Getting Started with Gemini Pro API on Google AI Studio

Introduction

Google has recently opened API access to their Gemini Pro models to the public, and the best part is it's free to test. In this article, we will explore how to use the Gemini Pro API through their Python SDK, discuss pricing details, and provide a step-by-step guide on setting up your development environment.

Overview of Gemini Pro API Pricing

Google's Gemini Pro API is available for free to users making less than 60 queries per minute. This free tier includes both input and output usage, with the only catch being that Google will use the data provided to improve their products. If you require more than 60 queries per minute, Google offers a pay-as-you-go option, which is not yet available but is expected to be released soon.

Compared to other models like GPT 3.5 Turbo, the pricing for Gemini Pro is quite attractive. It offers a lower price for both input and output tokens, making it a cost-effective choice.

Using Gemini Pro Models in Google AI Studio

To make the most of Gemini Pro's capabilities, it is recommended to use it within Google AI Studio. Previously known as Maker Suite, Google AI Studio allows you to experiment with the models and test their functionalities.

Currently, there are two models available in Google AI Studio: Gemini Pro (text model) and Gemini Pro Vision (image model). You can explore and experiment with both models in the platform's interface.

However, if you plan to use these models in your own applications, you will need to create an API key. We will provide a step-by-step guide on how to do this later in the article.

Testing Gemini Pro in Google Colab

To test the Gemini Pro API, we can use Google Colab. In this section, we will walk through setting up your development environment, accessing your API key, and generating text responses from the Gemini Pro model.

First, you need to install the Google generative AI package:

!pip install google_generative_models

Next, retrieve your API key. If you are using Google Colab, you can use the user_data function to retrieve the key. Otherwise, you can set the API key as an environment variable.

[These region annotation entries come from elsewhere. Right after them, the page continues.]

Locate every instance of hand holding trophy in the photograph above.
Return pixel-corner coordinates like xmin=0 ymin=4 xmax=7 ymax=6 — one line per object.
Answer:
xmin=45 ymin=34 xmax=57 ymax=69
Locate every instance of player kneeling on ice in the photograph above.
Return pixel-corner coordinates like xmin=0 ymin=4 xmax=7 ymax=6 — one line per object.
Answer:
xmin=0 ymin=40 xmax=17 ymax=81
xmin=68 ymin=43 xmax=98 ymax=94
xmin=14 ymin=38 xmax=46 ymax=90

To initiate the Gemini Pro model, you can use the following code:

from google_generative_models import gen_ai

genAI = gen_ai.GenAi()
model = genAI.get_model('gemini-pro')

To generate a response from the model, use the generate_content function:

prompt = "What is the meaning of life?"
response = model.generate_content(prompt)
print(response.text)

Additionally, you can set various configurations such as temperature, safety settings, and more to control the behavior of the model.

Chat Generation with Gemini Pro

Gemini Pro can also be used as a chat model. You can initiate a chat session using the start_chat function and provide a history of previous conversations. Then, you can use the send_message function to continue the chat conversation.

chat_model = genAI.get_model('gemini-pro')
chat_model.start_chat([])  # Empty list or previous conversation history

response = chat_model.send_message("Ask a question")
print(response.text)

By using the chat mode, you can have interactive conversations with the model, providing prompts and receiving real-time responses.

Utilizing the Gemini Vision Model

Gemini Pro Vision is the image version of Gemini Pro, designed to analyze and understand images. Using this model, you can generate responses based on text or image prompts.

To use the Gemini Vision model, you can initiate a new model in the following way:

vision_model = genAI.get_model('gemini-pro-vision')

You can pass an image as an input and the model will generate a response based on its understanding of the image. It can identify objects, describe scenes, and more.

from PIL import Image

## Introduction
image = Image.open('image.jpg')
preprocessed_image = genAI.preprocess_image(image)

## Introduction
response = vision_model.generate_content(preprocessed_image)
print(response.text)

Embedding Model for Text Analysis

Google's generative AI package also provides an embedding model for text analysis tasks such as retrieval, similarity, classification, and clustering. The embedding model allows you to encode text into high-dimensional vectors for various applications.

To use the embedding model, you can invoke the embed_content function:

text = "This is an example sentence."
embedding = genAI.embed_content(text, task='retrieval')
print(embedding)

The embedding has 768 dimensions and can be used for tasks like document retrieval, semantic similarity, or clustering.

Keyword

Gemini Pro API, Google AI Studio, Gemini Pro models, pricing, Python SDK, development environment, text generation, chat model, embedding model, Gemini Vision model, image processing, text analysis

FAQ

How much does it cost to use the Gemini Pro API? Google offers a free tier for users making less than 60 queries per minute. Pay-as-you-go pricing for higher volumes will be available soon.
Can I use Gemini Pro for image processing? Yes, the Gemini Pro Vision model allows you to process images and generate responses based on image prompts.
What are the safety settings in Gemini Pro API? Gemini Pro API provides customizable safety settings for harmful content, including categories like harassment, hate speech, sexually explicit content, and dangerous content. Users can set thresholds to control the content based on their preferences.
Can I use Gemini Pro in my own applications? Yes, by creating an API key and using the provided Python SDK, you can integrate Gemini Pro API into your own projects or applications.
How can I control the behavior of the Gemini Pro models? You can control the model's behavior by adjusting configurations such as temperature, safety settings, and streaming options. These configurations allow you to fine-tune the output to meet your requirements.